Pour ses compagnons, il était « El Chino ». Pour le syndicalisme indépendant vénézuelien, il restera le grand reconstructeur. Carlos Navarro est décédé le 19 novembre à Toronto où il vivait en exil depuis deux ans.
Carlos Navarro, président de l’Alliance syndicale indépendante (ASI Venezuela), est décédé le 19 novembre au soir à Toronto (Canada) à l’âge de 65 ans. Emporté par la Covid-19, il est mort en exil, loin de son cher pays. Loin de beaucoup de ses amis, de ces milliers de militants d’ASI qu’il aimait et qui l’admiraient tant. « El Chino », comme l’appelait chaleureusement ses compagnons, était un leader charismatique, un professeur patient, un militant passionné, un ami sensible.

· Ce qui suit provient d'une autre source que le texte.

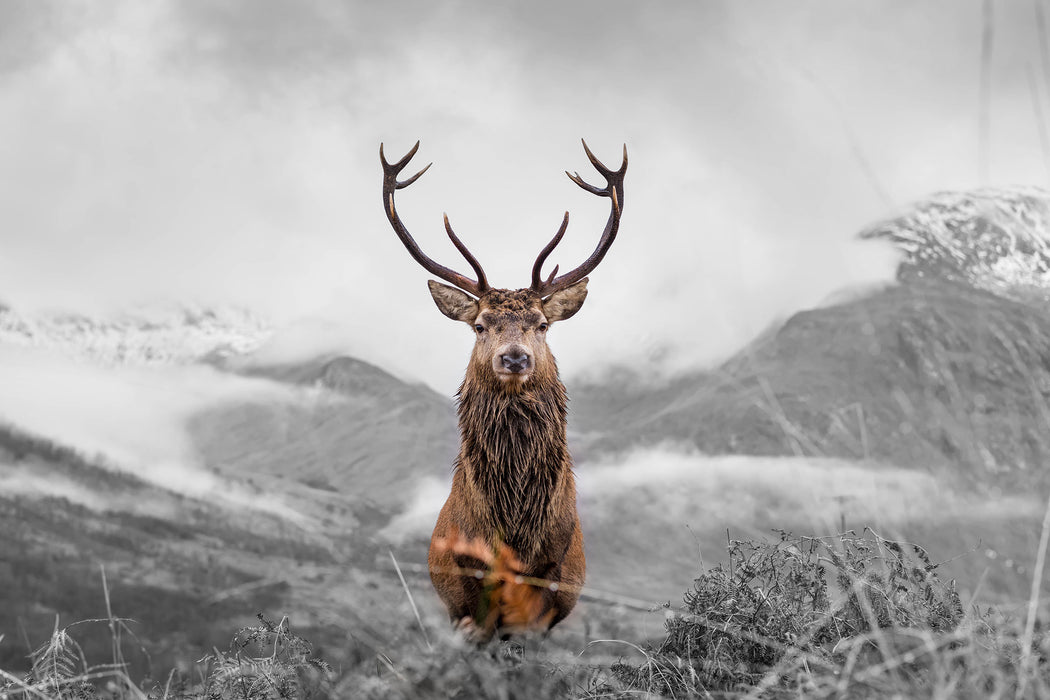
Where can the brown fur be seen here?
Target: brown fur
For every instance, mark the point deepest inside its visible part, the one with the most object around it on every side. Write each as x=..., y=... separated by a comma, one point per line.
x=513, y=484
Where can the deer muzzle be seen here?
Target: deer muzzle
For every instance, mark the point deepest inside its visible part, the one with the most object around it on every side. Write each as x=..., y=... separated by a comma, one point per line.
x=515, y=360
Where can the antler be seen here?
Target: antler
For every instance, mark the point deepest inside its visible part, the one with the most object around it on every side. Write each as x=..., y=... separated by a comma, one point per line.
x=391, y=183
x=613, y=189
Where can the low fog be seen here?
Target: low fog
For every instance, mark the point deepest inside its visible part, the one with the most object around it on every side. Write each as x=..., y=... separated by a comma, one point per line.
x=133, y=418
x=684, y=489
x=227, y=153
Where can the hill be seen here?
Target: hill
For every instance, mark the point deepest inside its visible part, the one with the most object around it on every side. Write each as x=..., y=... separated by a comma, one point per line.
x=929, y=374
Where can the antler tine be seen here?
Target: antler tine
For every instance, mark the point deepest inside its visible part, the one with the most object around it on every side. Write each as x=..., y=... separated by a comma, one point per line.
x=391, y=184
x=482, y=282
x=537, y=279
x=614, y=190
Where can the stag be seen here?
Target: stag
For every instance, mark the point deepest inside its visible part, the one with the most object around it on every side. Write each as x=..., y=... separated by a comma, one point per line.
x=512, y=487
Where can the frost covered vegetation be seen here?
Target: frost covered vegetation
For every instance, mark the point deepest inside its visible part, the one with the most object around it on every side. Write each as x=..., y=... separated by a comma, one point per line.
x=853, y=615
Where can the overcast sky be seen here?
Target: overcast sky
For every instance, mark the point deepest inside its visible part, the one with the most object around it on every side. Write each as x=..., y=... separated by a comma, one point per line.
x=227, y=152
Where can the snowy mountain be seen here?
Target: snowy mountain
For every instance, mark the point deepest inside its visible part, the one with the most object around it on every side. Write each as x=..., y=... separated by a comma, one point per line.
x=167, y=335
x=995, y=239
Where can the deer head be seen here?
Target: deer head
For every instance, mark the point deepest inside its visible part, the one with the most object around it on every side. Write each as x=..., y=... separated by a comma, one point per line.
x=510, y=325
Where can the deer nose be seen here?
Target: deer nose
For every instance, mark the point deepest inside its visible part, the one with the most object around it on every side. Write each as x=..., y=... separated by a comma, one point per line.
x=516, y=361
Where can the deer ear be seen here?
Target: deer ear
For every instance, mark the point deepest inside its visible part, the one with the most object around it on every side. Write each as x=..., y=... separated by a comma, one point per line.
x=457, y=305
x=561, y=305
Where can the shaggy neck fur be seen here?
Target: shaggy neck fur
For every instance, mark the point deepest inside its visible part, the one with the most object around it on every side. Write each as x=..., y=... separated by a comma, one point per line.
x=515, y=455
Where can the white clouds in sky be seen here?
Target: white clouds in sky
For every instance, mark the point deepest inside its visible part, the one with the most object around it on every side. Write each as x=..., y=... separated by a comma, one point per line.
x=226, y=152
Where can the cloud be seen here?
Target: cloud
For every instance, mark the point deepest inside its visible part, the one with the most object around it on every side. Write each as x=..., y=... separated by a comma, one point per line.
x=225, y=152
x=134, y=417
x=667, y=489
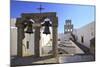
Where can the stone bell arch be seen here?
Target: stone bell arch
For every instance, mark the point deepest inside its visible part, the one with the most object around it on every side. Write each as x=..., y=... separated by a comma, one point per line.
x=37, y=17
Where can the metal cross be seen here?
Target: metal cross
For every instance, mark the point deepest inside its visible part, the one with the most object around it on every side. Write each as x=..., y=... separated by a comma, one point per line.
x=40, y=8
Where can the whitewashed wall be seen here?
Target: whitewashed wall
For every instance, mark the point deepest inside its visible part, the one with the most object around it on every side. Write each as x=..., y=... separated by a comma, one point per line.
x=13, y=38
x=88, y=32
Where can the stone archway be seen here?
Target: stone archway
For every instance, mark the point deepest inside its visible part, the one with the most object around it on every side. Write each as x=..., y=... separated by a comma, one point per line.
x=37, y=17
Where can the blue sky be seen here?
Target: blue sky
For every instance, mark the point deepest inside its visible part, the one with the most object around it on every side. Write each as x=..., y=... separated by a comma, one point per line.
x=79, y=14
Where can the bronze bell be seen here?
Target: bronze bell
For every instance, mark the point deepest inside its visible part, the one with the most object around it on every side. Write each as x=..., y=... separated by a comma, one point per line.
x=29, y=28
x=46, y=29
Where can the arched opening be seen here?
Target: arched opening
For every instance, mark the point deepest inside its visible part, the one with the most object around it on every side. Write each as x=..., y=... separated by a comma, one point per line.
x=46, y=38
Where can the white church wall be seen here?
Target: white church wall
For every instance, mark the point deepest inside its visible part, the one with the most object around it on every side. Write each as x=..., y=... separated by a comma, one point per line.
x=87, y=32
x=13, y=38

Carlos était un leader syndical très respecté en Amérique latine. Un long parcours militant entamé en 1972 l’a conduit à devenir, dans les années 1990, secrétaire général de ce qui était alors une puissante organisation syndicale, la Confédération des travailleurs vénézuéliens (CTV). Il a aussi dirigé la Confédération latino-américaine des travailleurs (CLAT), qui regroupait les organisations du sous-continent affiliées à la Confédération mondiale du travail (CMT), avant la fusion du syndicalisme démocratique mondial, qui a abouti à la création de la Confédération syndicale internationale (CSI) en 2006, et de sa régionale, la Confédération syndicale des Amériques (CSA).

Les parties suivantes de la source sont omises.